Urbanization may decrease the quality of the fisheries when water runs off parking lots, driveways and rooftops instead of sinking into the ground and replenishing the groundwater supply. Runoff water from impervious surfaces may be warmer than what cold water fish can tolerate. Soil erosion can deposit sediment on the stream bed and degrade habitat.

Wisconsin's changing climate will also be taken into consideration when developing the fisheries-focused plan. Warmer air temperatures will increase water temperatures, according to DNR research biologists Matthew Mitro and John Lyons, and long-term drought may reduce cool, groundwater flow into coldwater streams.

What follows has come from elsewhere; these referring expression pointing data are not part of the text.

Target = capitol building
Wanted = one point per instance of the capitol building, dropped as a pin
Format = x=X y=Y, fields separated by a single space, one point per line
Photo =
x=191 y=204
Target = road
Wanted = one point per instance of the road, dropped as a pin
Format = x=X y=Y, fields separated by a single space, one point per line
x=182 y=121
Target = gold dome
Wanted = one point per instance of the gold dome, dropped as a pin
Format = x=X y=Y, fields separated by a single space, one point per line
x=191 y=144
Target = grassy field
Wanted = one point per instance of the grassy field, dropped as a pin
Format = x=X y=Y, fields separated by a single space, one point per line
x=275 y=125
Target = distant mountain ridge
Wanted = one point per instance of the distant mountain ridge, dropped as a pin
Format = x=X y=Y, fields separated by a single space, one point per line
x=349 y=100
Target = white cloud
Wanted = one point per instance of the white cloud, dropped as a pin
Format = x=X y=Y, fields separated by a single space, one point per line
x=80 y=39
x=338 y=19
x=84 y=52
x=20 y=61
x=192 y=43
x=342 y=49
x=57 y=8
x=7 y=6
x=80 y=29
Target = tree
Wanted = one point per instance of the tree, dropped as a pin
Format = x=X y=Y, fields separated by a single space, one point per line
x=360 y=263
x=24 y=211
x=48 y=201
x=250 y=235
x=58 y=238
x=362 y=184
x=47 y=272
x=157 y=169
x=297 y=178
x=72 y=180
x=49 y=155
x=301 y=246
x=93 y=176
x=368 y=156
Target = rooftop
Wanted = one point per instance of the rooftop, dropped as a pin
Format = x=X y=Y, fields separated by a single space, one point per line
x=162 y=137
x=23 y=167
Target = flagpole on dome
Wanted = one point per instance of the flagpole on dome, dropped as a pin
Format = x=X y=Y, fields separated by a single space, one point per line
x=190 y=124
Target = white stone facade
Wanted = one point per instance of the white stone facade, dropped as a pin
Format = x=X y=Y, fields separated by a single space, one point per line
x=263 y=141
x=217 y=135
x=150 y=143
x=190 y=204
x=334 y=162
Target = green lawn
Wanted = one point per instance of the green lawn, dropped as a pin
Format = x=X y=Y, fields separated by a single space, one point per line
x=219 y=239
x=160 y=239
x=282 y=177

Brook trout will be the most vulnerable to these changes because they can endure only a narrow temperature range to thrive and reproduce. In some cases, streams dominated by brook trout may shift to become brown trout streams or even smallmouth bass waters by the mid-21st century. Different fish species require different management practices.

The master plan will present some of the strategies that can be used to adapt to changing environmental conditions. These include land management practices on DNR properties such as planting tall grasses or trees to provide shade to cool surface waters.

Depending on public input and ideas, the Department of Natural Resources may propose acquiring more land to improve fish habitat, enhance ecological objectives and improve recreational uses. The agency only purchases land or easements from willing sellers and would offer a fair market value for the parcel or easement. The Department of Natural Resources pays the property taxes on land they acquire.

"We're looking forward to working with residents, the angling community, and partners like Trout Unlimited and local rod and gun clubs to help us plan for the future," says DNR fish specialist Paul Cunningham, who co-leads the project. "We all need to team up to keep one of the most unique areas of Wisconsin a place where we'll continue to love to fish."

FISHING LANDS GREAT ECONOMIC BENEFITS

The glaciers didn"t just miss the southwestern portion of Wisconsin; they also bypassed northwestern Illinois, northeastern Iowa and southeastern Minnesota.

Recreational trout fishing in the four-state Driftless Area is a billion-dollar industry. A study commissioned by Trout Unlimited in 2008 showed that these four states and their federal and private partners invested about $45 million to restoring more than 450 miles of streams in the area. The region brings in an additional $24.50 for each dollar spent on stream restoration when anglers eat, sleep and fish in the area.

In 2011, tourism brought in $28.8 million to Vernon County alone and provided 469 jobs, according to the Wisconsin Department of Tourism.

"Ecotourism is an important part of our economy," says Susan Noble, executive director of the Vernon Economic Development Association. "Folks travel to our region from across the United States to access the trout streams in our Coon Creek and Timber Coulee watersheds. We even have a business in downtown Viroqua that focuses exclusively on fly-fishing supplies and guiding services."

Carolyn Rumery Betz is a natural resources educator for the Driftless Area Master Plan in the DNR"s Bureau of Facilities and Lands.